Played out in the basement of the Danish Parliament, the live-action, roleplaying game Politician for a Day, (Politiker for en dag) teaches primary school students about the political and legislative processes driving a democracy as well as their role in it. In an engaging format, the students experience how dialogue, negotiation and compromise are important parts of shaping our legislation. They build up a sense of democratic self-confidence and feel able and motivated to have a say as future voters. 

A new look for 2020

Politician for a Day in its basic form has existed since 2003, but as time passed (and technology evolved) the game grew out of touch with user needs and expectations. Two years ago, a request for proposals to design a new version was sent out with the aim to revitalize the existing game. In collaboration with Norwegian experience developers Expology and MediaFarm, and Danish production company Metronome, Workz won the bid for developing the new and updated game, which will be finalized in early 2020. 

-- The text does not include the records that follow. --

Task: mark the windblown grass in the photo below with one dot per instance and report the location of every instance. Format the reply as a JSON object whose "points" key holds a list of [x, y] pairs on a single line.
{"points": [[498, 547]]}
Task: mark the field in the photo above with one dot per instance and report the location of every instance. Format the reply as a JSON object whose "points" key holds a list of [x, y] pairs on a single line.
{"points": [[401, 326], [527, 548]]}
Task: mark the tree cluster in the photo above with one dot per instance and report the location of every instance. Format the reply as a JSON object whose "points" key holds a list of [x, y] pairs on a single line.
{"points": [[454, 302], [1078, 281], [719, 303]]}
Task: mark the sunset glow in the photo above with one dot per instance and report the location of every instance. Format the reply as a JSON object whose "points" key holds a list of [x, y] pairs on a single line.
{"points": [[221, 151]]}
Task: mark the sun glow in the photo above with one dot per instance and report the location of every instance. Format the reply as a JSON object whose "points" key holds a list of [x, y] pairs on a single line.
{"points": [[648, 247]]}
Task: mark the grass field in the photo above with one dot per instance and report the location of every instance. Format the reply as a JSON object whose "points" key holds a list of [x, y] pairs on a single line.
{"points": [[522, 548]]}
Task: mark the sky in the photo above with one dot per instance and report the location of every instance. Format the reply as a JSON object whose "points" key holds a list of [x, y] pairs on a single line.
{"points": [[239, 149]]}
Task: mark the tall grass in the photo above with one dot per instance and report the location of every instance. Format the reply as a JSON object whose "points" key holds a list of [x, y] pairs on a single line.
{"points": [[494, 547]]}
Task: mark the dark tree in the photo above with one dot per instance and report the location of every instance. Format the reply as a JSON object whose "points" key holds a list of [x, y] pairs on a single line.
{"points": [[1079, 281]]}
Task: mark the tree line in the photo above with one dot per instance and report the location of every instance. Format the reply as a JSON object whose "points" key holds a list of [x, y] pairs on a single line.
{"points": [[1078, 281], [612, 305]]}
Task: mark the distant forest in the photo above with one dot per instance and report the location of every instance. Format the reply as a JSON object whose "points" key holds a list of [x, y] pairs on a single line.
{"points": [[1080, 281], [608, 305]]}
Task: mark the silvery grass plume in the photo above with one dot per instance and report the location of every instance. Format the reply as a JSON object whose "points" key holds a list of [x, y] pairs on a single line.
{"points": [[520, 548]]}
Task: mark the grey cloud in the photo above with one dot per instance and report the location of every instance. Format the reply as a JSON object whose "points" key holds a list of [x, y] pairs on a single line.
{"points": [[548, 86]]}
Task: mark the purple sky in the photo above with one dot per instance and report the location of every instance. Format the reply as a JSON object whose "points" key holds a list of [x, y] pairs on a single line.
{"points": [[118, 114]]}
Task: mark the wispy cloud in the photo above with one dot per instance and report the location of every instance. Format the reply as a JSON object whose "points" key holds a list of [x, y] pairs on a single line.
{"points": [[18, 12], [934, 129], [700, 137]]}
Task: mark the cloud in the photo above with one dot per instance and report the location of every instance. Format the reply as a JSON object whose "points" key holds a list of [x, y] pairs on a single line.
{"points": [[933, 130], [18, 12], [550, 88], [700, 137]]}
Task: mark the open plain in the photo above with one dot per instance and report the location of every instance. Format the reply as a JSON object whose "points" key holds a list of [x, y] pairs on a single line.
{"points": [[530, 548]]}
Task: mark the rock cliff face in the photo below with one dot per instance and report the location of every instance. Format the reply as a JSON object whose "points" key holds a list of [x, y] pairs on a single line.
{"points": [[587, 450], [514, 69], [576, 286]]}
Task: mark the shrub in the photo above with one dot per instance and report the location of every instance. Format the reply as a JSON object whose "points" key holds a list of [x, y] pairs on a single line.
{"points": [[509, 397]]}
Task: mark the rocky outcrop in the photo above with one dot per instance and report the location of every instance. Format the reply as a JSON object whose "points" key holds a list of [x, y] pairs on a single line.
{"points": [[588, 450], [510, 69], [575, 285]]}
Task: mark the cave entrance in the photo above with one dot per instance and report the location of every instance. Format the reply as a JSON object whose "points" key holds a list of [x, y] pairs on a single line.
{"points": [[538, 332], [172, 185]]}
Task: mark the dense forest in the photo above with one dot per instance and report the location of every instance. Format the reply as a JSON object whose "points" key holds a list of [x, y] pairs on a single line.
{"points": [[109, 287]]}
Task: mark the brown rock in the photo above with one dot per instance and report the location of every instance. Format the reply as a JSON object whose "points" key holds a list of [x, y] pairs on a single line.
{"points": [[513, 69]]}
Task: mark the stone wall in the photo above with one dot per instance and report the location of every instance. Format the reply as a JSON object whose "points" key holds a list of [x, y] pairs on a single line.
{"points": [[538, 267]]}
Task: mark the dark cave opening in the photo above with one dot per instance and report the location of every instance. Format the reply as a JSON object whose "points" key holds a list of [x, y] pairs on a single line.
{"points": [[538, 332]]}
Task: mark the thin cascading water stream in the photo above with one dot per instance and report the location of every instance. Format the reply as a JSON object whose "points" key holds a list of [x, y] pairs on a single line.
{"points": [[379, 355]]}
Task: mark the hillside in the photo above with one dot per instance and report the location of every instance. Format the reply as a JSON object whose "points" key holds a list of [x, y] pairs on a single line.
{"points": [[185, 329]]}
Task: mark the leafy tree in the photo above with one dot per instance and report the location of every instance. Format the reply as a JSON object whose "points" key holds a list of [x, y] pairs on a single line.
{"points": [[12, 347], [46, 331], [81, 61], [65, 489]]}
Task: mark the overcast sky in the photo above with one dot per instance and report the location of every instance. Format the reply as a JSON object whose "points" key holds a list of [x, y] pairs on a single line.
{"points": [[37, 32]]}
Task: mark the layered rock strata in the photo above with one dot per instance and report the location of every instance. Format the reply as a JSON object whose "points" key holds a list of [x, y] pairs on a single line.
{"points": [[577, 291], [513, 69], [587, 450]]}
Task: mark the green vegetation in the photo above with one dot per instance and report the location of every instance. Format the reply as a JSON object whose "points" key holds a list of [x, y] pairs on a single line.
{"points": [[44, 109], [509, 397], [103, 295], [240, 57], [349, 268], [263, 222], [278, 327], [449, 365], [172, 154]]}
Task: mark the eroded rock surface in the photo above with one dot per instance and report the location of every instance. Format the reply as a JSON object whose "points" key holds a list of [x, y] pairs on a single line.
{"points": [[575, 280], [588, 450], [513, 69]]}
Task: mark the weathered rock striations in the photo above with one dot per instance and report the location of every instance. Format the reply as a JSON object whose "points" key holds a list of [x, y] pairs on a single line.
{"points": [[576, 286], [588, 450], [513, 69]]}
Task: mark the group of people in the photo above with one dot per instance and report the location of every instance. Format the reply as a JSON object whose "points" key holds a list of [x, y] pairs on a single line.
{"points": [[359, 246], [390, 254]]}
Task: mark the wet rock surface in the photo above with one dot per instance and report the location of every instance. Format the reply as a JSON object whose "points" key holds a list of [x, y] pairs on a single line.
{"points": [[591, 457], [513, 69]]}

Design supporting ownership and accessibility 

Compared to the previous version, the new design offers a more immersive user experience and the students play a more active role. This is done by placing the students at the centre of the game and getting them as close to reality as possible. To increase their investment in the game, they are treated as politicians rather than students. The students have to take ownership of their role to express their point of view, negotiate with each other, and make important choices. This helps them experience the dynamics of the democratic system and it illustrates the relationship between stakeholders and politicians.

The biggest design challenge has been to create an understanding and enthusiasm about a topic that is both complex and somewhat unknown to our target audience. To make sure that the complexity does not demotivate the participants, premade cases, statements, and proposed acts gives the them a starting point which allows them to focus on the decision making and negotiation. Not only does this make the game accessible in spite of the complexity of the theme, it also gives the students a feeling of freedom and autonomy.

What will the final version look like?

The design uses virtual scenography and digital tools in every part of the game in order to facilitate interaction between students and encourage reflections around the political work. Working in groups representing fictional political parties, the students interview virtual stakeholders illustrated by video projections, create content for fictional news cast and social media posts published in the game. Finally, they vote on the acts proposed in a replica of the Chamber of the Danish Parliament. As such, the scenography plays a significant role in enhancing the experience and inviting the students to fully take on their role. 

A digital dashboard helps the students maintain an overview of the game as it progresses. Here, they keep notes of the information they gather along the way, rank the importance of stakeholders, and check the status of their current tasks. With the dashboard, they are given the freedom to be self-organising as a group and it serves as a point of reference when discussing the next move.

Early results

Politician for a Day is currently moving from the design phase, with prototyping and conceptual testing, and on to the production phase. The basic gameplay, user journey, overall story line, video formats and other aspects of the game have been successfully tested, adjusted and tested again to improve flow and ensure effective learning. Students and teachers have participated in workshops and prototype tests all along the first phase of development. As we enter the production phase of the game, all the insights accumulated in the design phase will shape the next version. 

Students who have experienced the game express their surprise at how elaborate and challenging the job as a politician really is. At the same time, they appreciate being able to relate to the cases presented e.g. climate change, because it allows them to voice their opinions, and react to counter arguments with confidence in the roleplay setting. All in all, the experience of taking on the ideology of a political party, negotiating and voting engaged the students. It enabled them to understand key elements of the democratic process and take the learnings back to the classroom. 

Future perspectives 

Producing a learning concept as comprehensive as this, gives us the opportunity to learn new skills and explore new tools and methods. We are challenged to come up with creative solutions, which can be transferred to corporate learning and culture building, where we do most of our work.

Not all learning objectives may lend themselves to immersive, game- of roleplaying-based learning experiences – but often the tools and methods are adaptable to different contexts. And for us, the learning game projects are a chance to build and test new tools, to teach others and learn a great deal ourselves. 

For us at Workz, this project in particular is much more than business as usual. It is a unique opportunity to make a difference for our society by improving the democratic literacy of future voters.

We believe that this type of learning is here to stay, and we are happy to see it embraced by public institutions in the education of young adults. Whether it be for public institutions or privately-owned corporations, we are happy to be part of a movement towards the continuous improvement of tomorrow’s learning designs.